La propuesta actual es buena, al menos así lo viene demostrando la acogida. Pero eso no significa que no haya margen de mejora. Siempre lo hay y por eso, Rocandio, incidió en que poco a poco se seguirá trabajando para abrir el abanico y ofertar una programación cultural lo más variada posible.

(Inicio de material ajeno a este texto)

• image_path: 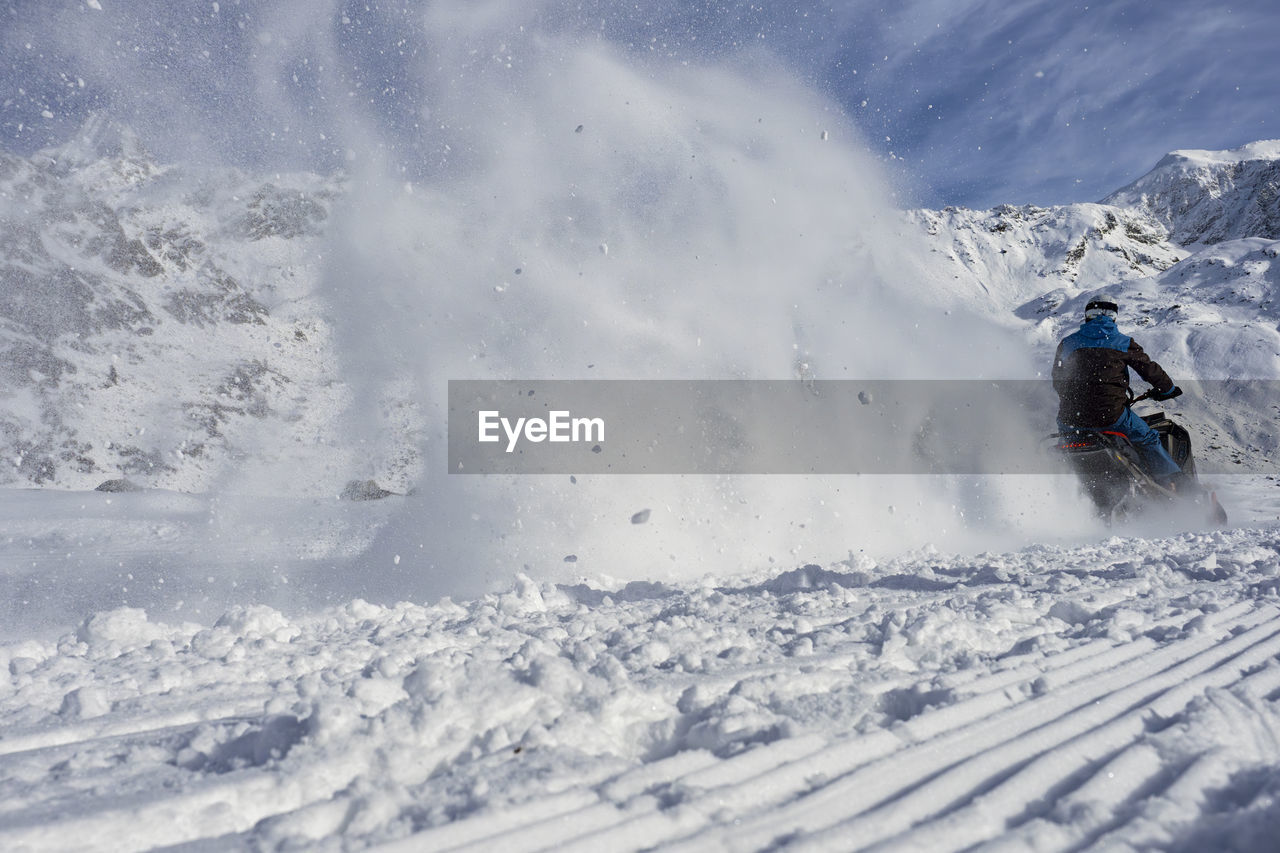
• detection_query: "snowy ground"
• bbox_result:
[0,478,1280,850]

Y es que no sólo hay teatro, también monólogos, algún concierto, actuaciones de la Banda de Música... «pero no podemos bajar la guardia para que siga funcionando».
Pese a que ante la situación económica que viven buena parte de las administraciones públicas, en este capítulo se ha optado por 'recortar' el gasto. La inversión de la Red para el primer semestre de 2012 se ha reducido «casi un 50%. En el momento actual tampoco podríamos asumir más. Todos queríamos seguir trayendo teatro y funcionando con la misma organización, por lo que había que tomar alguna determinación, los Ayuntamientos no podían asumir más», valoró.
Eso no significa renunciar a la calidad. Rocandio tiene claro que la programación es «muy buena», aunque sea algo más corta. Hay menos propuestas. Algo que tratarán de compensar rellenando los huecos con otro tipo de espectáculos o de compañías que se puedan acercar en sus giras. Además, lo hacen de manera más asequible, porque lo que buscan es ocupar días que les quedaban libres entre un destino y otro. «Hay que seguir fomentando y mimando a este público que tenemos tan fiel y que está por la labor de disfrutar del ocio».
Aunque tengan que pagar algo más por las entradas. Hasta la fecha, se están manteniendo los precios que habitualmente se venía pagando por la butaca; si bien en estos momentos el Ayuntamiento está estudiando los criterios que regirán los precios públicos y lo que se pagará por cada servicio que se ofrezca. También el ocio.
De todos modos, Rocandio no cree que la repercusión por ticket sea muy elevada. «El teatro tiene que ser asequible para la mayoría. Habrá un baremo de precios en función de la compañía. Si quieres que venga una de calidad la tienes que pagar», zanjó.
También habrá espacio para amateurs que acaban de empezar, como los alumnos de los colegios de la ciudad, incluidos en la muestra de teatro escolar. Sus actuaciones están previstas para mayo. Entonces se subirán a las tablas con sus textos. También para el 27 de marzo, Día Internacional del Teatro, se prepararán algunas actividades. «Queremos que la Casa de Cultura sea un lugar vivo, donde se reúna gente, se compartan gustos y experiencias», concluyó.